[llvm] [RISCV] Fold add_vl into accumulator operand of vqdot* (PR #139484)
via llvm-commits
llvm-commits at lists.llvm.org
Sun May 11 17:23:13 PDT 2025
llvmbot wrote:
<!--LLVM PR SUMMARY COMMENT-->
@llvm/pr-subscribers-backend-risc-v
Author: Philip Reames (preames)
<details>
<summary>Changes</summary>
If we have a add_vl following a vqdot* instruction, we can move the add before the vqdot instead.
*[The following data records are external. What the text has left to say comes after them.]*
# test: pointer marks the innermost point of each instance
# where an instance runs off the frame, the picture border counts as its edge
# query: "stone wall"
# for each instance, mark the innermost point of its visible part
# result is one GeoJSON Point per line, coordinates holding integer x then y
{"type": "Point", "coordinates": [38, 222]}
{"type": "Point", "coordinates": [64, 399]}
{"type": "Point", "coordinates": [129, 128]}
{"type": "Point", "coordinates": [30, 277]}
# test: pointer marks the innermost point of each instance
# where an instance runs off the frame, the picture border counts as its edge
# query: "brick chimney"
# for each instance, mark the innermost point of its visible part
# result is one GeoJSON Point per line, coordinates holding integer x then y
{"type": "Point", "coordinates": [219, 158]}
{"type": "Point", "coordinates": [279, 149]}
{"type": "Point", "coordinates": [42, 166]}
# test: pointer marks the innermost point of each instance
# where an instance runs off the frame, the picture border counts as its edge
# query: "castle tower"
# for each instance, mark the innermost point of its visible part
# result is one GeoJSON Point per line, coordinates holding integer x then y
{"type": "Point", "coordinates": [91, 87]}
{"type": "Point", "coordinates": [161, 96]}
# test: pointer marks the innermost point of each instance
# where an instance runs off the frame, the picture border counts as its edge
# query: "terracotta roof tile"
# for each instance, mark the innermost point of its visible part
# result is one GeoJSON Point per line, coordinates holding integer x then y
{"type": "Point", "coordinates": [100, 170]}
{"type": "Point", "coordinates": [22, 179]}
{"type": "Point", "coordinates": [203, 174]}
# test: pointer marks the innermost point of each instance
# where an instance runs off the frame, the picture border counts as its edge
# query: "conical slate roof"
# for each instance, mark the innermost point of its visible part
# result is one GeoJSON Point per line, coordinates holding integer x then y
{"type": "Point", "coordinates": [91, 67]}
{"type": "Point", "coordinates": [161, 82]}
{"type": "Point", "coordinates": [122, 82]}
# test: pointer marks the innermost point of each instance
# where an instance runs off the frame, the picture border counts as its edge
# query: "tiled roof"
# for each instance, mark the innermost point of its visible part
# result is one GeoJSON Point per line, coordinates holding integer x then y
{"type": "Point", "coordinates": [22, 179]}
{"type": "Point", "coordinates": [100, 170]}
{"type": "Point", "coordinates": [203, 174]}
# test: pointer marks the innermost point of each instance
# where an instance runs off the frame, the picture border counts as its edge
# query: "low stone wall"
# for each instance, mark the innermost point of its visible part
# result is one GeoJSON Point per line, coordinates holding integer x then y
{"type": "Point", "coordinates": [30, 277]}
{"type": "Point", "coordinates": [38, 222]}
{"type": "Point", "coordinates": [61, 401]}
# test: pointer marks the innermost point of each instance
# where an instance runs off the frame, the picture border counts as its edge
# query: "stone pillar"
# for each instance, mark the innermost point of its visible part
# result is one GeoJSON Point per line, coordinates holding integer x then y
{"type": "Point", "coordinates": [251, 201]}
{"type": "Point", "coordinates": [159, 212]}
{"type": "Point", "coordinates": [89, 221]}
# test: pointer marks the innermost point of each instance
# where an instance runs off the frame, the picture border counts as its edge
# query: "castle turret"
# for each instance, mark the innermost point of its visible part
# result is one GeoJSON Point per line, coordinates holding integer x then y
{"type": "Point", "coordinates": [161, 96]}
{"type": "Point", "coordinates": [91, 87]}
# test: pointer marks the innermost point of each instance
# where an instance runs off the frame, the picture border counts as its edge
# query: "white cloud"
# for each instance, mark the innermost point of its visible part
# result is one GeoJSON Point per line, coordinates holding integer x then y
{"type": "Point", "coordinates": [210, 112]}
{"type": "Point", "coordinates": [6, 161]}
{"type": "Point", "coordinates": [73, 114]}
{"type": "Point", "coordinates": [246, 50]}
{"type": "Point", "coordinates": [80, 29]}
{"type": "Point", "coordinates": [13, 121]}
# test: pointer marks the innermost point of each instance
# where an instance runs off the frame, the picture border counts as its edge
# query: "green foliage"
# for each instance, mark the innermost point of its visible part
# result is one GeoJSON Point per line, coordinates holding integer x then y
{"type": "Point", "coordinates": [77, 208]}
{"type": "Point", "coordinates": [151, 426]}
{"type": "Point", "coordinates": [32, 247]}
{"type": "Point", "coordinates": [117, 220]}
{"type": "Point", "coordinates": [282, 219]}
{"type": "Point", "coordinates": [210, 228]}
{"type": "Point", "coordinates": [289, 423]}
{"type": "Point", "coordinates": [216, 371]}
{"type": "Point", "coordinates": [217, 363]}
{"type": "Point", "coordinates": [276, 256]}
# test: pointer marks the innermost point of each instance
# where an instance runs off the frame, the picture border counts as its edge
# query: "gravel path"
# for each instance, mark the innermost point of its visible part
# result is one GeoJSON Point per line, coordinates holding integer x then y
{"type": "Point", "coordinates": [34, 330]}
For cases where the prior accumulator was zero, we can fold the add into the vqdot* instruction entirely. This directly parallels the folding we do for multiply add variants.
---
Full diff: https://github.com/llvm/llvm-project/pull/139484.diff
2 Files Affected:
- (modified) llvm/lib/Target/RISCV/RISCVISelLowering.cpp (+70-3)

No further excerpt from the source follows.